If you make music, if you put pen to paper and voice to tape (well… the electronic equivalent these days, but I’m being nostalgic), does the time of day or day of the week affect what comes out?

Tuesday is the day of the week for music producer and singer songwriter Jörgen Kjellgren’s latest song, and he has chosen a distinct way of approaching the writing of it.

He says that he was trying not to overthink the meaning of the song or how much sense it made. He would write rough drafts in the morning, then rearrange lyrics after that.
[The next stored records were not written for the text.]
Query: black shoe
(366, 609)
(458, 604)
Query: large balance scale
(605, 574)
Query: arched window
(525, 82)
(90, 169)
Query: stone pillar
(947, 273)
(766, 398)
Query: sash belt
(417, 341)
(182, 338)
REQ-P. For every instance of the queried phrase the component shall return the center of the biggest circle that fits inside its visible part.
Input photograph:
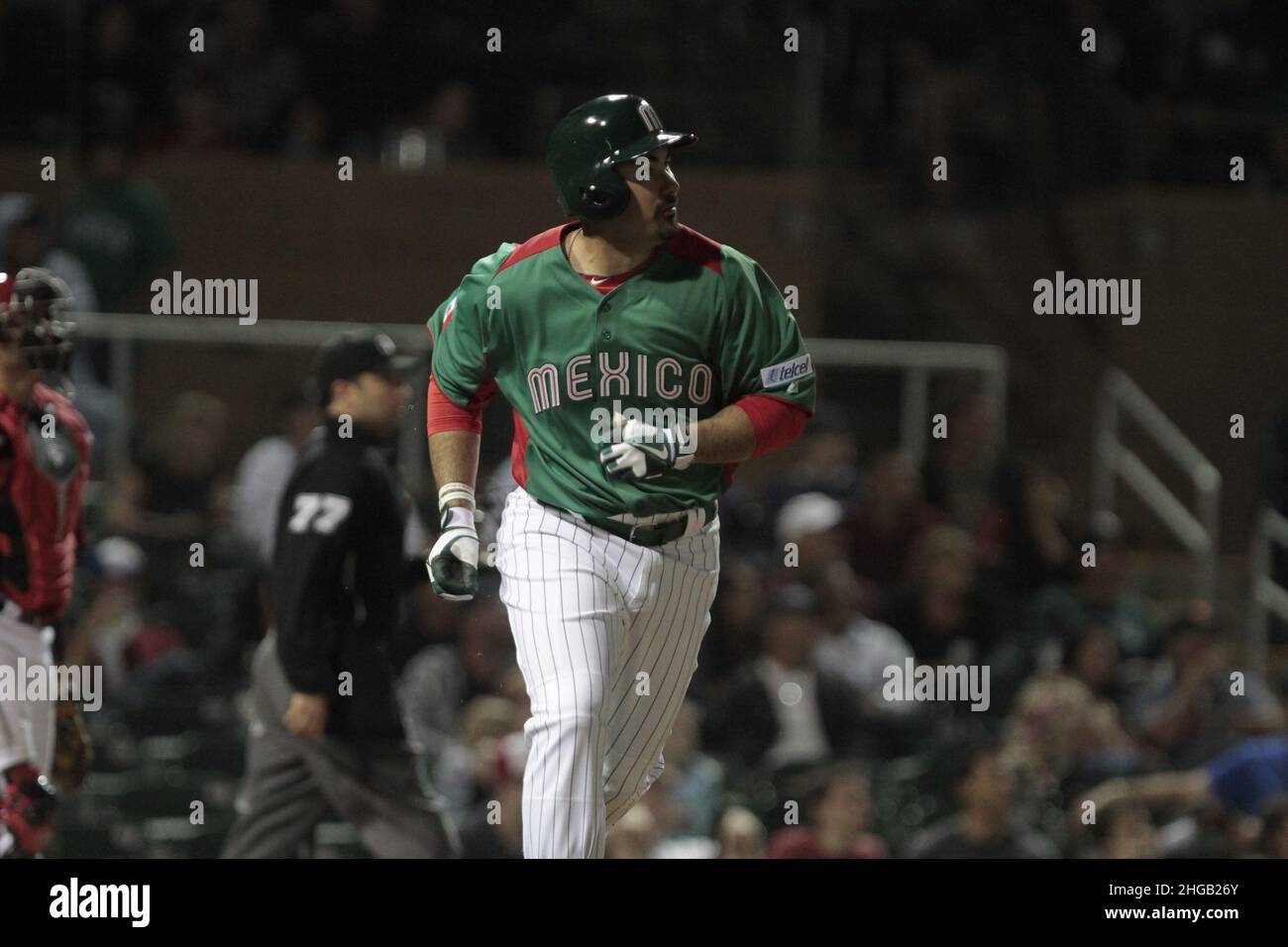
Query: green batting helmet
(593, 137)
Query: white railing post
(1197, 531)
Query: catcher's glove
(454, 562)
(644, 453)
(73, 751)
(27, 804)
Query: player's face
(655, 195)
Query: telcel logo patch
(786, 372)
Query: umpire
(326, 731)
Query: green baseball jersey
(700, 326)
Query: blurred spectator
(1192, 709)
(824, 460)
(782, 709)
(1059, 731)
(634, 836)
(1274, 830)
(496, 828)
(838, 809)
(1247, 779)
(172, 493)
(200, 124)
(119, 71)
(960, 468)
(27, 244)
(737, 616)
(984, 825)
(739, 834)
(441, 680)
(695, 780)
(854, 646)
(1035, 536)
(945, 613)
(1100, 594)
(888, 522)
(117, 223)
(254, 73)
(357, 67)
(811, 522)
(115, 629)
(1093, 657)
(265, 470)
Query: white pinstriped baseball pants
(26, 727)
(606, 635)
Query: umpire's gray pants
(290, 784)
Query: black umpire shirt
(339, 575)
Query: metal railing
(1266, 594)
(1196, 531)
(915, 360)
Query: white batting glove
(647, 453)
(454, 562)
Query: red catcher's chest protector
(43, 474)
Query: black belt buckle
(658, 535)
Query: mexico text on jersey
(698, 329)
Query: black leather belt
(657, 535)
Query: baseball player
(44, 464)
(643, 361)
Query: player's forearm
(726, 437)
(455, 458)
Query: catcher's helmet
(593, 137)
(34, 304)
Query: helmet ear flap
(605, 196)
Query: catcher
(44, 464)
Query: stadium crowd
(400, 81)
(793, 742)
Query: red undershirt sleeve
(776, 421)
(443, 414)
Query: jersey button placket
(606, 334)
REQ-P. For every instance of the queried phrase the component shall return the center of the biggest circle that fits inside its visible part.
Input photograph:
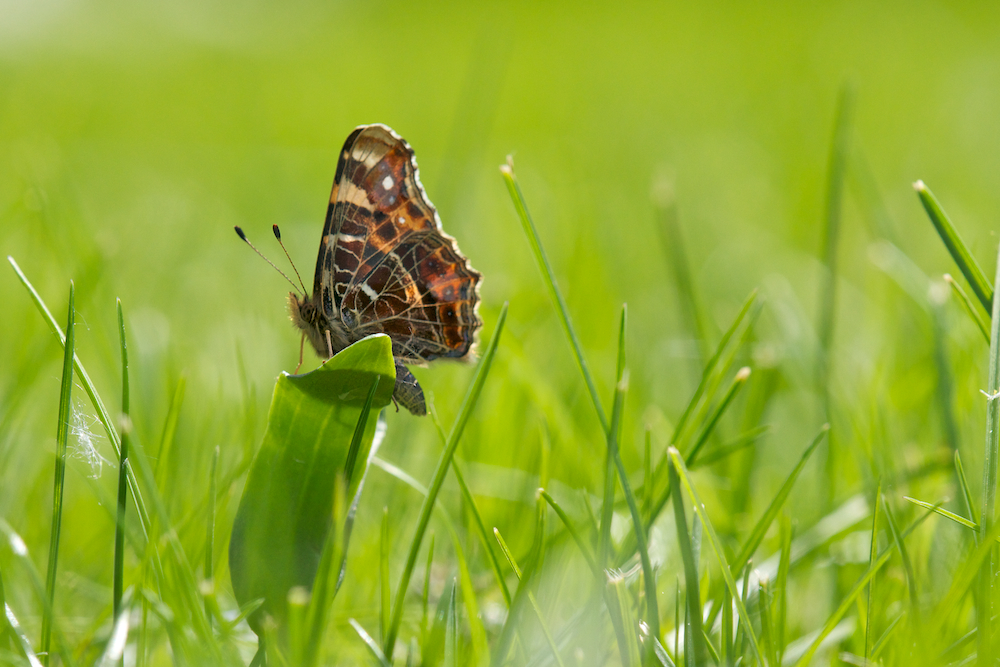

So “On a Tuesday” sounds dreamy and intimate, a simple strum and a voice with words that tell you something but don’t clearly define what it is.

There seems to be an existential anxiety to the words:

With a strong head and no spine
I was destined for hard times
Was I sent here?
Was I born?

A gentle sustained synth line drifts along in the background and then, at just under the two minute mark, it gently and subtly builds.

I can imagine the sun sifting through the just opened curtains, the coffee bubbling on the stove, and someone still asleep in the other room as the singer soundtracks the start of the Tuesday he’s documenting in his half-awake state, letting the evaporating dreams of the previous night mingle with the lyrics he’s writing.

He further doubts himself later in the song:

I was heedless to the signs
And the voices in my mind

But after that he drifts so much that he doesn’t even finish the line:

Can you hear it?
It’s the sound
Of the things I

At the end of the song he mentions someone else for the first time but not so that you can grasp much context as to who they are, what they’re doing, or where they are slipping to:

It’s so easy to let go
Now she’s slipping so
Now she’s slipping

It has the potential to be maddening if you’re trying to work out what’s going on. But in the hazy, early morning, early week of Jörgen’s sweet little daydream, it’s kind of comforting to drift along with “On a Tuesday,” letting your mind relax into a place that doesn’t have to be definite just yet.

There’s the whole rest of the week for that.